Hiccupps - James Thomas
Syndicate content
James Thomas
Updated: 7 hours 16 min ago

On Being a Test Charter

Sat, 03/21/2015 - 08:53
Managing a complex set of variables, of variables that interact, of interactions that are interdependent, of interdependencies that are opaque, of opacities that are ... well, you get the idea. That can be hard. And that's just the job some days.

Investigating an apparent performance issue recently, I had variables including platform, product version, build type (debug vs release), compiler options, hardware, machine configuration, data sources and more. I was working with both our Dev and Ops teams to determine which of these seemed most likely in what combination to be able to explain the observations I'd made.

Up to my neck in a potential combinatorial explosion, it occurred to me that in order to proceed I was adopting an approach similar to the ideas behind chart parsing in linguistics. Essentially:
  • keep track of all findings to date, but don't necessarily commit to them (yet)
  • maintain multiple potentially contradictory analyses (hopefully efficiently)
  • pack all of the variables that are consistent to some level in some scenario together while looking at other factors
Some background: parsing is the process of analysing a sequence of symbols for conformance to a set of grammatical rules. You've probably come across this in the context of computer programs - when the compiler or interpreter rejects your carefully crafted code by pointing at a stupid schoolboy syntax error, it's a parser that's laughing at you.

Programming languages will generally be engineered to reduce ambiguity in their syntax in order to reduce the scope for ambiguity in the meaning of any statement. It's advantageous to a programmer if they can be reasonably certain that the compiler or interpreter will understand the same thing that they do for any given program. (And in that respect Perl haters should get a chuckle from this.)

But natural languages such as English are a whole different story. These kinds of languages are by definition not designed and much effort has been expended by linguists to create grammars that describe them. The task is difficult for several reasons, amongst which is the sheer number of possible syntactic analyses in general. And this is a decent analogy for open-ended investigations.

Here's an incomplete syntactic analysis of the simple sentence Sam saw a baby with a telescope - note that the PP node is not attached to the rest.

The parse combines words in the sentence together into a structures according to grammatical rules like these which are conceptually very similar to the kind of grammar you'll see for programming languages such as Python or in, say, the XML specs:
 NP -> DET N
 VP -> V NP
 PP -> P NP
 NP -> Det N PP
 VP -> V NP PP
 S -> NP VP
The bottom level of these structures are the grammatical category of each word in the sentence e.g. nouns (N), verbs (V), determiners such as "a" or "the" (DET) and prepositions like "in" or "with" (P).

Above this level, a noun phrase (NP) can be a determiner followed by a noun (e.g. the product) and a verb phrase (VP) can be a verb followed by a noun phrase (tested the product) and a sentence can be a noun phrase followed by a verb phrase (A tester tested the product).

The sentence we're considering is taken from a paper by Doug Arnold:
 Sam saw the baby with the telescopeIn a first pass, looking only at the words we can see that saw is be ambiguous between a noun and a verb.
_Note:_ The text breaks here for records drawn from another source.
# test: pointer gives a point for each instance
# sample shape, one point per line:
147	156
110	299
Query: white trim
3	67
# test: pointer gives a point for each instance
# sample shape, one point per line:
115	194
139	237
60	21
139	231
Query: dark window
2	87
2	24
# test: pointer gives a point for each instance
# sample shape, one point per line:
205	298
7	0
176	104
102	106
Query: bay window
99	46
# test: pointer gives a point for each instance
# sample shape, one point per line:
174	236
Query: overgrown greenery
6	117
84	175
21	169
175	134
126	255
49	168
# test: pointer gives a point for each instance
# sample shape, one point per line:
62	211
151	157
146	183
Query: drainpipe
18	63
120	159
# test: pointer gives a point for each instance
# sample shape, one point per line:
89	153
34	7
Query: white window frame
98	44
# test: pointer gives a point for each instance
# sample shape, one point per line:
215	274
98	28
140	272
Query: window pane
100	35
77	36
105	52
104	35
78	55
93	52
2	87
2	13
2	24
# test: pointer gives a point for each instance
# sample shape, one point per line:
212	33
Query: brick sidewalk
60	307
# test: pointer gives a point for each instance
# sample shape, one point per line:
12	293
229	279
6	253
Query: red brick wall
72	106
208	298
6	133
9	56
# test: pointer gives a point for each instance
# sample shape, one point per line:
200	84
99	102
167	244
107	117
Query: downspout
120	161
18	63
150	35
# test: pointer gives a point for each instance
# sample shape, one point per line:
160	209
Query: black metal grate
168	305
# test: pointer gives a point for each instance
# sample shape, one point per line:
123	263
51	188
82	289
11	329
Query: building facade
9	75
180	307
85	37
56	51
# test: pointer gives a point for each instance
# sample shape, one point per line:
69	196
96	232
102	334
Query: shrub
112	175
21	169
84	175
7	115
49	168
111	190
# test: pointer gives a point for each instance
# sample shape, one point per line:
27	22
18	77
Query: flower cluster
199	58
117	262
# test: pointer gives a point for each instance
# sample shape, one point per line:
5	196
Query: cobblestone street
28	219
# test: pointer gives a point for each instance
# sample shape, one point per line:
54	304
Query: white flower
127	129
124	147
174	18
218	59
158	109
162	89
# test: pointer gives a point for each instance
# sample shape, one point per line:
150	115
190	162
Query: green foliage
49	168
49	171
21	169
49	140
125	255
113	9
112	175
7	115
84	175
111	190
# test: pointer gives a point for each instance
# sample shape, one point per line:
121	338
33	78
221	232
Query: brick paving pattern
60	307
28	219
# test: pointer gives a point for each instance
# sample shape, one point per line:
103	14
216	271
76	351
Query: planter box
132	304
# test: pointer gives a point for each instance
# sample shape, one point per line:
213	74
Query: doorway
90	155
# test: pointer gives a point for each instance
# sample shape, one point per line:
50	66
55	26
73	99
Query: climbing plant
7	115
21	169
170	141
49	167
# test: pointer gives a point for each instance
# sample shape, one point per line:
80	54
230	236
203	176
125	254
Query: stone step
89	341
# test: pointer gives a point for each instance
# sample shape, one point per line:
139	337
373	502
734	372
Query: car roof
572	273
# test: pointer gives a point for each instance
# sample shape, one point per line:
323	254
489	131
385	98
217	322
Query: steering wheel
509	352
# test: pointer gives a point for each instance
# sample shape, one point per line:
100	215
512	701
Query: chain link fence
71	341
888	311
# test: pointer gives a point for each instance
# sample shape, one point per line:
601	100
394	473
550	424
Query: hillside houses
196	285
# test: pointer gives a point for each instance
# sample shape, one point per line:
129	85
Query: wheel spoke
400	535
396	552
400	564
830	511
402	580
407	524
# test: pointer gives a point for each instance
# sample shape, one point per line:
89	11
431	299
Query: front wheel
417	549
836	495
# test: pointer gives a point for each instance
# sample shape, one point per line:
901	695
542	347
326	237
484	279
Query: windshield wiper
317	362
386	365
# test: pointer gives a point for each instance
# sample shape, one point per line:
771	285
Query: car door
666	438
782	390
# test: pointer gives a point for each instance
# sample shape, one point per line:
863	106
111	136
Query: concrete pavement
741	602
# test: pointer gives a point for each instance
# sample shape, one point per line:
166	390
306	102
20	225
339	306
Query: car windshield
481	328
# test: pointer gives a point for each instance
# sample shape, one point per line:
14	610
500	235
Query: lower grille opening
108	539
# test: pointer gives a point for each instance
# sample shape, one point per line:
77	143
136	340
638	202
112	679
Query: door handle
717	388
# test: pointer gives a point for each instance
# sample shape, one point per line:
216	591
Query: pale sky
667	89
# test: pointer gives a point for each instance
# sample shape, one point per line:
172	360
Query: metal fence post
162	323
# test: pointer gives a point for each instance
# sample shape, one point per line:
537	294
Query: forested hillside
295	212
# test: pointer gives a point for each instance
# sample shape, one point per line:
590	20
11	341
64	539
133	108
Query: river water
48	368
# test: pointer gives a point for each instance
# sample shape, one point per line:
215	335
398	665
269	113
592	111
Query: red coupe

Perhaps you'd think that because you understand the sentence it'd be easy to reject the noun interpretation, but there are similar examples with the same structure which are probably acceptable to you such as:
 Bill Boot the gangster with the gunSo, on the basis of simple syntax alone, we probably don't want to reject anything yet - although we might assign a higher or lower weight to the possibilities. In the case of chart parsing, both are preserved in a single chart data structure which will aggregate information through the parse:
In the analogy with an exploratory investigation, this corresponds to an experimental result with multiple potential causes. We need to keep both in mind but we can prefer one over the other to some extent at any stage, and change our minds as new information is discovered.

As a parser attempts to fit some subset of its rules to a sentence there's a chance that it'll discover the same potential analyses multiple times. For efficiency reasons we'd prefer not to spend time working out that a baby is a noun phrase from first principles over and over.

The chart data structure achieves this by holding information discovered in previous passes for reuse in subsequent ones, but crucially doesn't preclude some other analysis also being found by some other rule. So, although a baby fits one rule well, another rule might say that baby with is a potential, if contradictory, analysis. Both will be available in the chart.

Mapping this to testing, we might say that multiple experiments can generate data which supports a particular analysis and we should provide ourselves the opportunity to recognise when data does this, but not be side-tracked into thinking that there are not other interpretations which cross-cut one another.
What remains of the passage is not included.